If you are like me, you’d rather not relive your freshman year. I spent a lot of time trying to figure out how to fit in, afford the price tag of designer clothes, and discern who my real friends were. I guess that’s not too different than playing healthcare politics today, is it? Fast forward to this sophomoric year, pun intended. SCOTUS (aka, the Supreme Court of the United States) knows we only have one thing on our brains–we all want to hike up the skirt of the justices’ robes and see to what, if anything, we have to look forward.
If we could take a sneak peak under their wraps we would be revealed the following… we will have to wait until school is out for the summer in late June:
1. Is SCOTUS within the confines of the constitution to make determinations prior to 2014?
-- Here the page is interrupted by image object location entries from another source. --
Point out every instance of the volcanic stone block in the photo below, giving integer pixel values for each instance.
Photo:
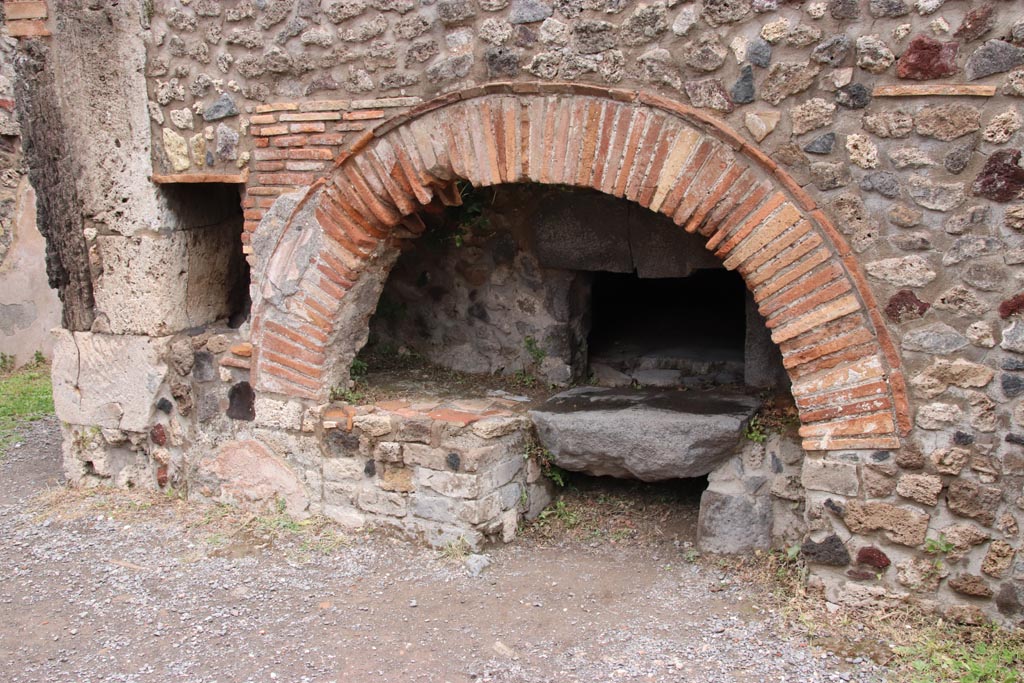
(648, 435)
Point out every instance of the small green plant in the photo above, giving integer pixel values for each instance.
(939, 546)
(977, 655)
(546, 461)
(536, 352)
(26, 395)
(562, 512)
(358, 369)
(524, 379)
(457, 550)
(349, 395)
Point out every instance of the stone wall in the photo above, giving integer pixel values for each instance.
(887, 130)
(28, 308)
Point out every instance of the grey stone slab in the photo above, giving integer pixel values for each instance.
(644, 434)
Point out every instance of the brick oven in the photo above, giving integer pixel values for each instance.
(700, 201)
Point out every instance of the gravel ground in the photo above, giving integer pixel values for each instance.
(137, 588)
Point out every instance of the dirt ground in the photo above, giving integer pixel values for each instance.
(127, 586)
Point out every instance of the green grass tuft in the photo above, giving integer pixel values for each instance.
(25, 395)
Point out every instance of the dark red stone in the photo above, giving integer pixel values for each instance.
(872, 557)
(159, 434)
(1003, 178)
(976, 24)
(904, 305)
(1012, 306)
(926, 58)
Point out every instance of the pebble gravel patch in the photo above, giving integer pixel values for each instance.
(123, 588)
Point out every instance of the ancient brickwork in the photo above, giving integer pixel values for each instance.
(857, 161)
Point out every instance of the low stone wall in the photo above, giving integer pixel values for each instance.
(441, 470)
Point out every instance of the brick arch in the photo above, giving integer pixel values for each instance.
(324, 276)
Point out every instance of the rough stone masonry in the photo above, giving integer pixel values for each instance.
(858, 162)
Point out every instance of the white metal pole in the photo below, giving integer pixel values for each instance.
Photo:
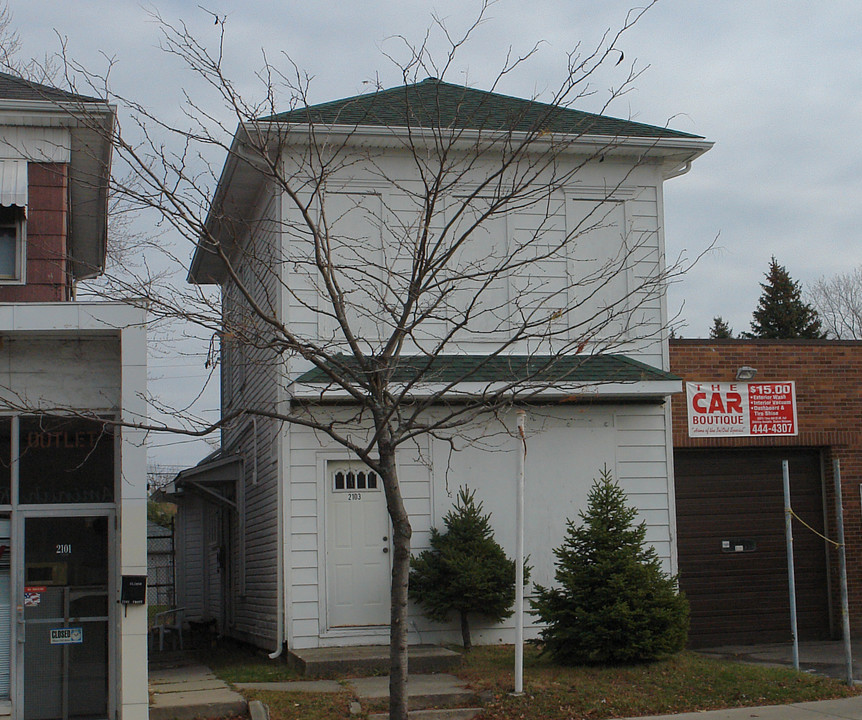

My professional opinion is no. Whether the assessed fee is determined to be a penalty or a tax is the question. If the law is upheld, a penalty cannot be ruled on until it occurs. And a 2014 penalty wouldn’t happen until filed…which would be in 2015. If it’s deemed to be a tax, rather, the federal Anti-injunction Act ties their hands until the tax actually goes into effect.
What I am saying is, we have to wait until it’s broken to fix it. Wait, isn’t that the current model of healthcare in this country? Reaction instead of proaction? Thank Sebelius for perpetuating this already existing flaw with her wisdom of ‘let’s just pass it and then figure out what’s in it.’
2. Is the individual mandate legal or does it violate a citizens constitutional right?